Anyway, my idea was to just not waste time starting with 1, or 2, or any square root that would not yield at least a 5-digit square. So, for a general case of an n-digit square:
my $root = int( sqrt( 10**( $n - 1 ) ) );
In this case, if $n = 5, then $root = 316. Cool, we just skipped uselessly squaring 1 .. 315
Next, we have to loop until we find a perfect square which has at least $n unique digits. So I wrote my loop like so:
while ( 1 ) {
# Use positive lookahead to get rid of duplicate digits
( my $dedup = $root**2 ) =~ s/(.)(?=.*?\1)//g;
last if ( length($dedup) >= $n );
$root++;
}
I used Positive Lookahead to remove characters if they had already occurred in the string. I could have done something else, like splitting the string and using the characters as keys in a hash, but I figured this could be accomplished using regular expressions.
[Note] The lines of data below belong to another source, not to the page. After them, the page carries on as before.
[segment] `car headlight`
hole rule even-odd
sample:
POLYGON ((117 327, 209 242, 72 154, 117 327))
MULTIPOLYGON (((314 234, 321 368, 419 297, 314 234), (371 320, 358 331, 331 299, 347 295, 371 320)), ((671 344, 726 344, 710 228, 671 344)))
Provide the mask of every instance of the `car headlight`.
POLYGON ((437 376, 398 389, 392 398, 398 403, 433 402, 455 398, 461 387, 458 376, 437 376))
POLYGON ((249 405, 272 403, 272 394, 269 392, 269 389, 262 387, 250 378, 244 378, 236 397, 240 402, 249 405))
Being Truly Lazy™, I searched online before I brushed up on my lookahead knowledge and confirmed that someone else had already solved the problem for me. So credit to “codaddict” on StackOverflow for their answer.
We only exit the loop when we find a square with at least $n unique digits, so setting $n to something like 11 for base 10 will result in an infinite loop.
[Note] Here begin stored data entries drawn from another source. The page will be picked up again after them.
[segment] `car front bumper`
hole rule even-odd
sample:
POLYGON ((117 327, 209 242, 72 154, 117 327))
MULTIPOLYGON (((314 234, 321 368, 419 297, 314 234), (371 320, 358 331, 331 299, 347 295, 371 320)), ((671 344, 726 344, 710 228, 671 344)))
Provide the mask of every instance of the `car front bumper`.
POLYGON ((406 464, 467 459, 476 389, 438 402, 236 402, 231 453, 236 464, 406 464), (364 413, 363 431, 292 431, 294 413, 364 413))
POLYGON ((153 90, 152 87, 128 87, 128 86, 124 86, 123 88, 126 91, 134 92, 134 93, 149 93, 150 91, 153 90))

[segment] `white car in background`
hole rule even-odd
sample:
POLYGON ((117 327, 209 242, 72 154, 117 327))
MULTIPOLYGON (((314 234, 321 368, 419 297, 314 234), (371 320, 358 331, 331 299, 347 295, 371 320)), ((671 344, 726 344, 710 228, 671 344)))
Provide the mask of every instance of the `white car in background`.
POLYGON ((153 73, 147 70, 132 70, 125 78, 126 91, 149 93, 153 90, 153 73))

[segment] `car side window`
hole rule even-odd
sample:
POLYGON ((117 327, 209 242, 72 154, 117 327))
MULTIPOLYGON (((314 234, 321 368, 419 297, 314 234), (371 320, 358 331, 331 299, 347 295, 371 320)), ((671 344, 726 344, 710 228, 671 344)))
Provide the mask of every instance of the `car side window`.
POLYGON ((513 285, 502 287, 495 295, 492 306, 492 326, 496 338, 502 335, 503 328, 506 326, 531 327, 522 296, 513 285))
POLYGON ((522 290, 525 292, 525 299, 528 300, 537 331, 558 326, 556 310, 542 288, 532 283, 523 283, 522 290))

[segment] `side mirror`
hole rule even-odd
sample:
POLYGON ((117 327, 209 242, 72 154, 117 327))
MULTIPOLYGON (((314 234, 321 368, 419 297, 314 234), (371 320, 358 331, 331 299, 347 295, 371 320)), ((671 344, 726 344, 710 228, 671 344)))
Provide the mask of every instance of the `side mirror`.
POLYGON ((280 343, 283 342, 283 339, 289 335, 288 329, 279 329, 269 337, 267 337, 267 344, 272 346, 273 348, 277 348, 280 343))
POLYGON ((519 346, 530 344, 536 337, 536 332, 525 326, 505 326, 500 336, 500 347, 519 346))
I’m sure I could have done this in some very clever way, but this seems readable to me while also being compact. I’m curious to see other’s solutions.
Challenge #2
Write a script to perform different types of ranking as described below:
1. Standard Ranking (1224): Items that compare equal receive the same ranking number, and then a gap is left in the ranking numbers.
2. Modified Ranking (1334): It is done by leaving the gaps in the ranking numbers before the sets of equal-ranking items.
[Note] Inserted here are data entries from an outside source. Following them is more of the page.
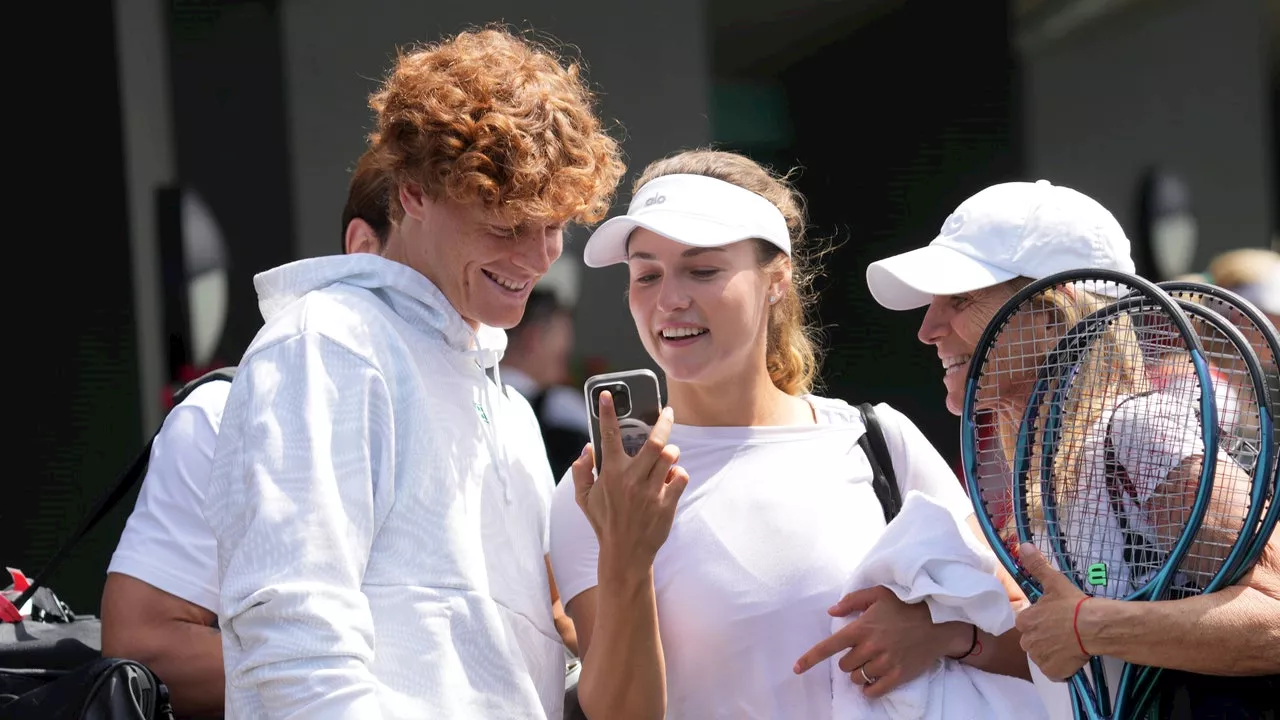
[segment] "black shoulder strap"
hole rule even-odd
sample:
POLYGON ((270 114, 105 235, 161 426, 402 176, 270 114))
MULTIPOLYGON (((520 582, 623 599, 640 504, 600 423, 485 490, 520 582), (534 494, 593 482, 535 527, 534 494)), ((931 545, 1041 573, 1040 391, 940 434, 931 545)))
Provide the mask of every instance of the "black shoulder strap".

3. Dense Ranking (1223): Items that compare equally receive the same ranking number, and the next item(s) receive the immediately following ranking number.
I wasn’t sure what the expected output would be here, so I opted to produce a table sorted by the ranked item, with three more columns each giving the different rankings for that item.
There was also no input provided, so I used the World Bank’s estimate of the Gini index, a statistic used to measure wealth inequality. The item to rank, therefore, was the Gini index value for each country on the list. Countries without any ranking were sorted to the bottom and displayed with a value of NA for the Gini index.
This turned out to be a much simpler problem than I anticipated. Thanks to the descriptions on the wiki page on ranking for each ranking strategy, I figured I could do this with simply two counters: one for the total number of items ranked so far, and the other for the total number of unique items.
my $running_count = 0;
my $dr = 1;
say "Country\tGini (World Bank)\tStandard Ranking\tModified Ranking\tDense Ranking";
for my $g (sort {$b <=> $a} keys %data) {
my @countries = @{$data{$g}};
$g = "NA" if $g == -1;
for my $c (@countries) {
say "$c\t$g\t" . ($running_count+1) . "\t" . ($running_count+@countries) . "\t" . $dr;
}
$running_count += @countries;
$dr++;
}
The data is read into a hash before this code is executed. The keys are the Gini index and the values are an arrayref of the countries with that Gini index value. The items to iterate over are simply a sorted list of the keys in the data. Here that means a numerically descending list of the Gini index values, which could be accomplished with a simple sort {$b <=> $a} keys %data.
For the “standard” ranking, items get a ranking equivalent to all the items that came before them, plus one. So I just get my running count total and add 1. Since it is initialized at 0, this gets 1 for the highest ranked item.
For “modified” ranking, there is a “gap” in the rankings before the current item, so you must add the number of tied items to the running count to produce the correct ranking.
Finally, the “direct” count is easiest: you just keep a counter that starts at 1 and only increment when you move on to the next Gini index value.
The $running_count is also updated each iteration with the number of items at the current index value.
Challenge #3
I don’t think I will tackle the API challenge. Maybe another week. The other two challenges look like puzzles and this one seems a bit more like work.
I look forward to doing more of these as not only do they seem like a fun way to flex my Perl and problem-solving skills, but I find immense value in reading other people’s solutions. It’s often the case that I find some incredibly creative way of solving the problem, and some solutions are so unique that I learn so much more about this language I thought I understood.
That’s all for this week, thanks for reading!